Let’s take a look at each of these features of a C corp.
Investors prefer C corporations over S corporations and LLCs because shares in a C corp are freely transferable.
By design, C corps have a well-established, standard framework for the issuance and distribution of equity (stock and stock options). Investors and VCs receive a certain number of shares, which entitle them to a percentage of profits.
While corporations that are designated as S corps also issue shares, there are several restrictions on the number of shareholders and who can be shareholders. S corps are limited to 100 shareholders, and these shareholders must be US citizens, residents, or “natural persons.” This makes shares in an S corp far less easily transferable than shares in a C corp.
On the other hand, LLCs do not issue shares at all. In order to adjust the ownership of the company to accommodate new investors, LLCs must revise their operating agreement. This process is significantly more complicated and complicates the purchase and sale of equity in LLCs.
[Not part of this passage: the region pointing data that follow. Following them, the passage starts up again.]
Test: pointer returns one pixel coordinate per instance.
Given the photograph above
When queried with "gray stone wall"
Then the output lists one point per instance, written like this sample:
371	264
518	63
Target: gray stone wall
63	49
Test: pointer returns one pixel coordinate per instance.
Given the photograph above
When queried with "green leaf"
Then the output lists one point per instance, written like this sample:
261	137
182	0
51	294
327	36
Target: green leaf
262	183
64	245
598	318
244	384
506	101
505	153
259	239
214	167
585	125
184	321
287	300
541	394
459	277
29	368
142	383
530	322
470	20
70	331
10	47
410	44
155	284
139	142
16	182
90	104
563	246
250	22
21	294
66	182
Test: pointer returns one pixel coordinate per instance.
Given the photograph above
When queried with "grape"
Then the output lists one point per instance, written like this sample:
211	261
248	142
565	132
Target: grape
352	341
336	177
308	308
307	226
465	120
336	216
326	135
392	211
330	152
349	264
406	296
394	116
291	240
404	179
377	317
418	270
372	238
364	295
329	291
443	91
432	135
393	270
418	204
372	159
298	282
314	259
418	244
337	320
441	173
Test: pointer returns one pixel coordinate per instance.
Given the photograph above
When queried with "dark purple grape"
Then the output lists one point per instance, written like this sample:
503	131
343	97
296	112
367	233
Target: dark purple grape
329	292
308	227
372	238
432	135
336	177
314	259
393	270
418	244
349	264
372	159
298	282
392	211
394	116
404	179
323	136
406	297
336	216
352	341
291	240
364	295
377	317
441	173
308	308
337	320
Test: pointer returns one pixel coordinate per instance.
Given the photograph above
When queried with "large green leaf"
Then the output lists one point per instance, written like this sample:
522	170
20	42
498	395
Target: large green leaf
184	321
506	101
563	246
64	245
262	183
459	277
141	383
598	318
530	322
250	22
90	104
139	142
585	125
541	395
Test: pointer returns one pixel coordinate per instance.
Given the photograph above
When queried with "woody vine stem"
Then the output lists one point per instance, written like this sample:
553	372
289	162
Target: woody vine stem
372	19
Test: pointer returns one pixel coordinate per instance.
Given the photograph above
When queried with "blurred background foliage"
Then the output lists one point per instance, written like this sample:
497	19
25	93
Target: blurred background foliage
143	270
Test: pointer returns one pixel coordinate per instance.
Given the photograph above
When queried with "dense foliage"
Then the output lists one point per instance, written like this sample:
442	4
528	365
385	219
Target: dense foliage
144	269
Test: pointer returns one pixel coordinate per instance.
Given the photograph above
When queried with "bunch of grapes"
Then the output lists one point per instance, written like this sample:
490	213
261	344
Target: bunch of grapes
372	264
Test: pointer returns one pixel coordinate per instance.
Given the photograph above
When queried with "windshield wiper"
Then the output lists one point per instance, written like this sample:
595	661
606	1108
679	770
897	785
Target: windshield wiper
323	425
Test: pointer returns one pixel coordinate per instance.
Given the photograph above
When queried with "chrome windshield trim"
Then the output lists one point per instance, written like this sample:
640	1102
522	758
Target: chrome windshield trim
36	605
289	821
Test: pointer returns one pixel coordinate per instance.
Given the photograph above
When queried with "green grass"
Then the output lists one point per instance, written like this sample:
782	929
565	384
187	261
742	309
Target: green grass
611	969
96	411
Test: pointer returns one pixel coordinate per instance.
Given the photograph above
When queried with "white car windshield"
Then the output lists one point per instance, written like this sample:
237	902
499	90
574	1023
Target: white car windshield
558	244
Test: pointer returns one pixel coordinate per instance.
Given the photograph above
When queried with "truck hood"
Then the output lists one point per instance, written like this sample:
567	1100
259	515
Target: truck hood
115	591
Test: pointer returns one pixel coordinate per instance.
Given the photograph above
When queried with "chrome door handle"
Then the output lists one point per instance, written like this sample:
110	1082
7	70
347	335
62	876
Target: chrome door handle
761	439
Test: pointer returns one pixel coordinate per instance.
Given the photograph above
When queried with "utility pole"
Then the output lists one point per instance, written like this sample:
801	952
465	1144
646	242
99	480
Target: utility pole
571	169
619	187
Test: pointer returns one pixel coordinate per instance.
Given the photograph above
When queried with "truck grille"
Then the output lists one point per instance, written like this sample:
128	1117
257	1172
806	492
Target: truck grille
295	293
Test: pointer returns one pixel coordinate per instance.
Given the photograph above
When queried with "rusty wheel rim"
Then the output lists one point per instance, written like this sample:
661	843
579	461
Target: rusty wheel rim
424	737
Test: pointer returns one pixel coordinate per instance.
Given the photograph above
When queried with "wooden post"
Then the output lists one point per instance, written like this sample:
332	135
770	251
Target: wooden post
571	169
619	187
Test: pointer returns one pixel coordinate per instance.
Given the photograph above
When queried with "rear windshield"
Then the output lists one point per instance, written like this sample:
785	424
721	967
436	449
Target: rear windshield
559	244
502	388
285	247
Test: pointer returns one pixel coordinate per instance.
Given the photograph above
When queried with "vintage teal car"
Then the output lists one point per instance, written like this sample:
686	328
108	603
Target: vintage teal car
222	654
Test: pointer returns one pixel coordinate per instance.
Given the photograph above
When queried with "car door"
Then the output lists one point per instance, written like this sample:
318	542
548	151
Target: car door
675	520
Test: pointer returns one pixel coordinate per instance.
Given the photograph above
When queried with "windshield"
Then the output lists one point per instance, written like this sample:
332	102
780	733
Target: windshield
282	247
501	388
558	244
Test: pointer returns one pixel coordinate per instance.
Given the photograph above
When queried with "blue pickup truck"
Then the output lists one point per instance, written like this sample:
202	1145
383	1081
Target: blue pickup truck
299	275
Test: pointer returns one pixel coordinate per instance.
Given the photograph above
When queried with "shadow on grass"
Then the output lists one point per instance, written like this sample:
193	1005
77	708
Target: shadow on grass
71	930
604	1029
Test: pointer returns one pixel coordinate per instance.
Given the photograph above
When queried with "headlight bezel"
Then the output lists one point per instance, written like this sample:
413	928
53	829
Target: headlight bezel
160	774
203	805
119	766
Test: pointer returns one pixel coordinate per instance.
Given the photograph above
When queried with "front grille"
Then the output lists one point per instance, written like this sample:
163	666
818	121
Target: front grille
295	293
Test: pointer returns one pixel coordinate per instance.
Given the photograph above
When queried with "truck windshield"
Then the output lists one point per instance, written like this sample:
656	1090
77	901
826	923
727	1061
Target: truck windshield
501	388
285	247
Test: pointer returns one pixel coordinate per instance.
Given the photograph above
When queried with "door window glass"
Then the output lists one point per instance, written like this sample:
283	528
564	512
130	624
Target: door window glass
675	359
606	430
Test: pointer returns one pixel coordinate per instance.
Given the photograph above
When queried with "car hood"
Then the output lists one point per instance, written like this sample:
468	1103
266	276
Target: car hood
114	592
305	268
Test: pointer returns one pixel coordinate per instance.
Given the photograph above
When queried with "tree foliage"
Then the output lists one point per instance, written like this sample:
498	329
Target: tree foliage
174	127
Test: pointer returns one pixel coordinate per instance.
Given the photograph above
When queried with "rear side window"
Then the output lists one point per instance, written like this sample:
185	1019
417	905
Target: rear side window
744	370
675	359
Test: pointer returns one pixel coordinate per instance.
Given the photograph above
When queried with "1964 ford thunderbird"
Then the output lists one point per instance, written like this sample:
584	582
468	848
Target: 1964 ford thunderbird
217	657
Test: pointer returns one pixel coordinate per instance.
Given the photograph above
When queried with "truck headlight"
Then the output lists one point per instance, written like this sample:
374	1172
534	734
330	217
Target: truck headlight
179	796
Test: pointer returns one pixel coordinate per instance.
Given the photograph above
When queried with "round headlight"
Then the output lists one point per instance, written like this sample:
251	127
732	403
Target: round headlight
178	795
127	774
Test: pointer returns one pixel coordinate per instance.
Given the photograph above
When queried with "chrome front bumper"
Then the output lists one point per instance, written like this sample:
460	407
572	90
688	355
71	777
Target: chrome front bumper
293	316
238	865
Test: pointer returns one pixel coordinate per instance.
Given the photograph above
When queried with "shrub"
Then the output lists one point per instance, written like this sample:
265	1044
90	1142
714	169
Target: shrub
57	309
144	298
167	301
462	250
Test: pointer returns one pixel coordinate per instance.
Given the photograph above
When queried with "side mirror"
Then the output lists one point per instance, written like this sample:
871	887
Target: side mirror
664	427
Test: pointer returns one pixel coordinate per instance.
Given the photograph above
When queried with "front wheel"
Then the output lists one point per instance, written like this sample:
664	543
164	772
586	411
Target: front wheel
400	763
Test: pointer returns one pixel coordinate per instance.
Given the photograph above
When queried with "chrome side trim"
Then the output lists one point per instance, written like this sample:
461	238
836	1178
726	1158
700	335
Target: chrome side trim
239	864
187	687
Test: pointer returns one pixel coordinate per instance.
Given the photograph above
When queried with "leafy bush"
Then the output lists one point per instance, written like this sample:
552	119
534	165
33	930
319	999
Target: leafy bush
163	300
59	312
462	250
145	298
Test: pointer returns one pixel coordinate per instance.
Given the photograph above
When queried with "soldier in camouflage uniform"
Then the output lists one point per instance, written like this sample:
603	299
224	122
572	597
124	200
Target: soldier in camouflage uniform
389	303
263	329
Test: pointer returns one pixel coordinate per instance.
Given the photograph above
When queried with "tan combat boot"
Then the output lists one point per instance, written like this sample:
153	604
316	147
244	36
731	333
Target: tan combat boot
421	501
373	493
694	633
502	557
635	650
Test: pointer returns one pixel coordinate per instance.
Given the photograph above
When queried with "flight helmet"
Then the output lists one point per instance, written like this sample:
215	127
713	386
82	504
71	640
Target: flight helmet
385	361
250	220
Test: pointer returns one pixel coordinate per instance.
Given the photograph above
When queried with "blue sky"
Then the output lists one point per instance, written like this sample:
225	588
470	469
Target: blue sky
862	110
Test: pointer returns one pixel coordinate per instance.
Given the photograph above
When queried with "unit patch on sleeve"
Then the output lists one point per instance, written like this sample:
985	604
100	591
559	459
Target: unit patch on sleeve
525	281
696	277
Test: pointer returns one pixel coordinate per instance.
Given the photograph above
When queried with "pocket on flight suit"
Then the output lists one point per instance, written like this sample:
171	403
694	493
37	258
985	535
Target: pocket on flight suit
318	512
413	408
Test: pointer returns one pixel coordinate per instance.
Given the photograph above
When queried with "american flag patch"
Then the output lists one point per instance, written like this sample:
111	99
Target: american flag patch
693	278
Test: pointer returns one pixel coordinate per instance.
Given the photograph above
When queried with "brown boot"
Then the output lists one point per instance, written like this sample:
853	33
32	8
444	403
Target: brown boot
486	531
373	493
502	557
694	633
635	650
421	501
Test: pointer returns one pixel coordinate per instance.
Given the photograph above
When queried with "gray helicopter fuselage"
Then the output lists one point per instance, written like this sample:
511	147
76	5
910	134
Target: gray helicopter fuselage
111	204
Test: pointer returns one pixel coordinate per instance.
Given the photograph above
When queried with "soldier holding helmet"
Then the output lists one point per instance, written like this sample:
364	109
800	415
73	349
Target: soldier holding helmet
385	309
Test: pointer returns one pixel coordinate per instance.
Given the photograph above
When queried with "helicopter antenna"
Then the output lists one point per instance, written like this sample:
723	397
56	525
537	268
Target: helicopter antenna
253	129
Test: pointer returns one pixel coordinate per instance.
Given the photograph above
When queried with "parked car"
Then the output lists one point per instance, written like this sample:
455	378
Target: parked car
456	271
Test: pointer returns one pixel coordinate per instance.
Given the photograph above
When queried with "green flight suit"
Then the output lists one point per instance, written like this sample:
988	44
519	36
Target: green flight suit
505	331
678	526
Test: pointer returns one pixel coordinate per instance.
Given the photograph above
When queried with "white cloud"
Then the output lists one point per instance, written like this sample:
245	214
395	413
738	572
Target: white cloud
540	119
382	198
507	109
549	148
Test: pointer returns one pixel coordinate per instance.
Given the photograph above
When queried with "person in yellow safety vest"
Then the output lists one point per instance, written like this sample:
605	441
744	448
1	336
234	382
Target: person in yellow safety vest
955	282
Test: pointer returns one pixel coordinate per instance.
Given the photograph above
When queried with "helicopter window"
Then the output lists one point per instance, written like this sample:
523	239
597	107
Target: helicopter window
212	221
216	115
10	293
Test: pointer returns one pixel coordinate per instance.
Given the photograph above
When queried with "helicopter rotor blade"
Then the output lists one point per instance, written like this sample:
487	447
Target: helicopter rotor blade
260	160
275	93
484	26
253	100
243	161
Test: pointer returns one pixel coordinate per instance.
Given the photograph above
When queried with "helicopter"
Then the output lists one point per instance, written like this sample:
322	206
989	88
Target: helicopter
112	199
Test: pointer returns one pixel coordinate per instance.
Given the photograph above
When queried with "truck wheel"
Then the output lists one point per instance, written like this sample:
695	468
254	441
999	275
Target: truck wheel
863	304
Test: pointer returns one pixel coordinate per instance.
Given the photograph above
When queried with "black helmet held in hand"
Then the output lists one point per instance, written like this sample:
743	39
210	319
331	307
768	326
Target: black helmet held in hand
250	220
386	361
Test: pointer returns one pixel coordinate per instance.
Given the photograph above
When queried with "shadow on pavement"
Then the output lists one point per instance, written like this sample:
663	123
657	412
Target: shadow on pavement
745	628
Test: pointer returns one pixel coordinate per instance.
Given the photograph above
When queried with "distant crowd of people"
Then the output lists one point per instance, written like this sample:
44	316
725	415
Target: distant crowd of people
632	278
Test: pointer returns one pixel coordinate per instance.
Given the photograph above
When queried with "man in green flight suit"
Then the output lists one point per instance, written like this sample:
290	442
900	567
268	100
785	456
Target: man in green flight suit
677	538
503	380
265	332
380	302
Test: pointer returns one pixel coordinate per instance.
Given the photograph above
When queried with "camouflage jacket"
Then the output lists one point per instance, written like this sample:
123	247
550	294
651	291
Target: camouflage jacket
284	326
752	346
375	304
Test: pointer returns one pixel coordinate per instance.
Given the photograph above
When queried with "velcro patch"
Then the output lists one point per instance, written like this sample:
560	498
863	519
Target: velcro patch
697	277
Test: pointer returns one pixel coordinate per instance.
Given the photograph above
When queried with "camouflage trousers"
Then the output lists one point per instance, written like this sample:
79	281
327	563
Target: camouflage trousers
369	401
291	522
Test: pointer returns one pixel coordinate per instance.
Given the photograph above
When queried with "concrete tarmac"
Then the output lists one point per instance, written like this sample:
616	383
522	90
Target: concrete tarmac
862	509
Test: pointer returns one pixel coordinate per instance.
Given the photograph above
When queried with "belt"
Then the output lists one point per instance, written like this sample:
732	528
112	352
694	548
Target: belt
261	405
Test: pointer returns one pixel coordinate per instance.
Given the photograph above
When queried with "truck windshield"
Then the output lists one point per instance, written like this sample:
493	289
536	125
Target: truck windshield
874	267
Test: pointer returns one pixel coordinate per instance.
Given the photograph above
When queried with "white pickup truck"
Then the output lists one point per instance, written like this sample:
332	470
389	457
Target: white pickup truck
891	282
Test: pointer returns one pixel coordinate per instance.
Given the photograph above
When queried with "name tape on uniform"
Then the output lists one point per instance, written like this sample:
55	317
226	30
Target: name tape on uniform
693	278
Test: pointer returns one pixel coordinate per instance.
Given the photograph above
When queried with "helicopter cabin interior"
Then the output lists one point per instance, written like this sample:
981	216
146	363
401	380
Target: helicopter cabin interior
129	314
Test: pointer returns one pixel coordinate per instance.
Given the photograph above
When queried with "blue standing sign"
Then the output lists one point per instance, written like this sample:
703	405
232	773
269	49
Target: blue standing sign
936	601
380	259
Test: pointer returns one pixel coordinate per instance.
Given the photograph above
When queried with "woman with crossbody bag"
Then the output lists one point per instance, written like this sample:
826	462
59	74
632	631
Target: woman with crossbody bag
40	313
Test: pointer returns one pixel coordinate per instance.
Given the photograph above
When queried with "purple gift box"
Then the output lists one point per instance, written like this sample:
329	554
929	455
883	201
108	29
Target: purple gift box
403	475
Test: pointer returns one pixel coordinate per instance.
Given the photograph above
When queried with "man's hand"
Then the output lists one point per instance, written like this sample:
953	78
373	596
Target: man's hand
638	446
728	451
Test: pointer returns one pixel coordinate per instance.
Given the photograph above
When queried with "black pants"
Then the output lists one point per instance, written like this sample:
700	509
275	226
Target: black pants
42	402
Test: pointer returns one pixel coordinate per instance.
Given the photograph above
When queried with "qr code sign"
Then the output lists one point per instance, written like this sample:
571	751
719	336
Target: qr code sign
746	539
For these reasons, investors vastly prefer the ease of buying and selling shares that comes with investing in C corps.
Another reason formal investors prefer C corporations is because they can issue preferred stock. Preferred stock is a class of stock that grants some rights to its shareholders, such as priority in receiving dividends and preferences in getting paid out in the case that there is a liquidation event.
Because investors take a significant risk by investing in your company, they often expect the benefits and protection of preferred shares.
Another benefit of C corporations is that they can use their equity to creatively finance their venture and attract key talent. C corporations have the ability to issue stock options and warrants.
The ability to compensate co-founders, advisors, and employees with stock and stock options is a key way many cash-strapped startups attract top talent while keeping their payroll manageable.
Friendly Tax Treatment
Another reason that investors prefer C corporations is that C corp investors enjoy especially friendly tax treatment. Unlike S corporations and LLCs, C corp investors are not subject to pass-through taxation, have much simpler, investor-friendly tax filing, and may even be exempt from taxes if they qualify for the Qualified Small Business Stock exemption.
No Pass-Through Taxation
Another one of the top reasons investors prefer C corporations is because the earnings of a C corp are taxed at the corporate level and do not pass through to its shareholders.
In LLCs and S corporations, the company’s earnings pass through to shareholders, whether they receive a distribution from the company or not. In a C corp, shareholders only have to pay taxes when they receive dividends from the company.
This is a major reason investors prefer C corps: they only need to worry about paying tax for the money they actually receive.
Investor-Friendly Tax Filing
C corporations are also preferable to investors and venture capitalists because their personal tax filings are considerably more simplified. This is owing to the manner in which their taxes are submitted with the IRS.
When investors purchase a portion of an LLC, they must wait until they get a K-1 form from the LLC before filing their own personal taxes. This can make the filing procedure more difficult for the LLC's passive shareholders.
Qualified Small Business Stock Exemptions
Finally, another big tax benefit that makes C corporations particularly appealing to formal investors is the Qualified Small Business Stock exemption.
The Qualified Small Business Stock exemption is a part of Section 1202 of the Internal Revenue Code that allows investors who have maintained a common or preferred stock investment for five years or longer to be entitled to sell out without paying taxes on gains of up to $10 million.
For some investors, this makes exiting a C corporation a tax-free transaction.
Finally, investors also prefer C corporations to LLCs because of the well-defined legal precedents for C corporations. Both S corporations and LLCs are rather new forms of legal entities.
While S corporations have been around since the 1950s, the State of Wyoming invented the first LLC in 1977, and other states didn’t pass legislation creating LLCs until the 1990s. In complex legal situations, this leaves little established case law and legal precedent for which these types of entities can draw upon.
On the other hand, corporations have numerous years of established case law and legal precedent from which to draw from. This is particularly true in Delaware (the most popular state in which to incorporate), which even has a special business court called the Court of the Chancery.